S. P. Accade solo in Italia che ci sia la sovrapposizione delle competenze tecniche, soprattutto in edilizia, tra le varie discipline. Tutti sappiamo però che in Europa l’unica figura riconosciuta come progettista è l’architetto mentre in Italia tutti i tecnici fanno tutto anche se non abilitati a farlo. So di riportare un dibattito acceso da sempre e mai risolto da decenni. La tensione su questo argomento non si è mai sopita forse sono nei decenni delle cosiddette “vacche grasse” periodo in cui le commesse erano tante e tutti lavoravano. Ora che si stimano 7 milioni di vani vuoti e il crollo dell’edilizia si fa importante è evidente che tutti cerchino di accaparrarsi lo spazio di sopravvivenza.
Attraverso la suddivisione delle discipline in ordini professionali abbiamo corso il rischio di ghettizzare le categorie alimentando la guerra delle competenze.
Gli architetti sono coloro che meglio conoscono le incursioni nella propria sfera di competenze e questo ha generato un conflitto tale da far dimenticare la ricchezza del lavoro concertato.
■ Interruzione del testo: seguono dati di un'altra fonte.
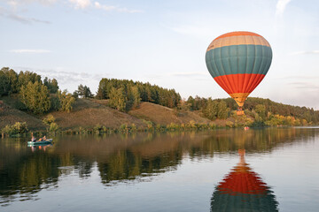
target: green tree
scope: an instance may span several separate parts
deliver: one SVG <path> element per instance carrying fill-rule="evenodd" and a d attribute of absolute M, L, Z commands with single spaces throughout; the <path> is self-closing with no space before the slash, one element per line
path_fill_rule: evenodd
<path fill-rule="evenodd" d="M 43 118 L 43 122 L 46 125 L 50 125 L 51 123 L 55 121 L 55 117 L 53 115 L 49 114 L 46 117 Z"/>
<path fill-rule="evenodd" d="M 120 111 L 125 111 L 126 98 L 124 95 L 123 88 L 112 87 L 110 92 L 109 105 Z"/>
<path fill-rule="evenodd" d="M 35 81 L 29 81 L 20 88 L 19 98 L 27 110 L 35 114 L 42 114 L 51 108 L 48 87 Z"/>
<path fill-rule="evenodd" d="M 254 108 L 254 110 L 256 113 L 261 117 L 262 121 L 266 120 L 267 117 L 267 111 L 266 111 L 266 106 L 263 104 L 257 104 Z"/>
<path fill-rule="evenodd" d="M 67 94 L 66 90 L 63 92 L 58 90 L 58 97 L 60 102 L 60 110 L 70 112 L 73 109 L 73 104 L 75 102 L 75 98 L 73 97 L 71 94 Z"/>
<path fill-rule="evenodd" d="M 58 90 L 58 80 L 54 78 L 49 80 L 47 77 L 43 80 L 43 85 L 46 86 L 51 94 L 56 94 Z"/>
<path fill-rule="evenodd" d="M 3 70 L 0 71 L 0 96 L 7 95 L 10 91 L 10 80 Z"/>
<path fill-rule="evenodd" d="M 78 86 L 78 89 L 77 89 L 77 93 L 78 93 L 78 95 L 81 97 L 81 98 L 90 98 L 90 97 L 93 97 L 93 95 L 92 93 L 90 92 L 90 89 L 89 87 L 87 86 L 83 86 L 83 85 L 80 85 Z"/>
<path fill-rule="evenodd" d="M 128 101 L 126 102 L 127 110 L 136 109 L 140 105 L 141 97 L 136 86 L 128 88 Z"/>
<path fill-rule="evenodd" d="M 42 84 L 42 80 L 41 80 L 41 76 L 29 72 L 29 71 L 26 71 L 26 72 L 19 72 L 19 76 L 18 76 L 18 87 L 19 88 L 21 88 L 22 86 L 27 87 L 27 85 L 29 83 L 35 83 L 35 82 L 38 82 L 39 84 Z"/>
Un’orchestra come un cantiere, nella sua esecuzione del “progetto musicale” non può prescindere dall’esistenza di tutti gli strumenti: dal violinista al timpanista passando per tutti gli strumentisti, esattamente come lo sono in cantiere dal muratore al pittore passando dal l’elettricista; alle volte accade che anche i grandi compositori abbiano necessità di coloro che sappiano orchestrare i temi musicali, nasce così una grande opera d’arte.
Allo stesso modo e ancor di più nella realizzazione di un’opera architettonica facendo concertare armonicamente le menti progettuali, ognuno per la propria capacità e competenza, senza prevaricazioni o subordinazioni, e tutti gli “strumentisti” – artigiani nel cantiere – si ottiene la più grande realizzazione di Bellezza.
Sappiamo anche che i grandi architetti, tutt’oggi, abbiamo delle squadre importanti che concertano il progetto per la migliore realizzazione dello stesso.
I nostri Padri lo sapevano bene: la committenza, il progettista e gli artigiani anche se non erano tutti Brunelleschi o Palladio avevano la capacità di generare manufatti armonici che ancora oggi sono ammirati da tutti in tutto il mondo e che ci permettono di dire senza motivo d smentita che siamo il più bel paese del mondo e che i nostri centri storici sono un museo a cielo aperto e che gli architetti italiani hanno il compito, l’onere e soprattutto l’onore di continuare a mantenere, promuovere e produrre Bellezza.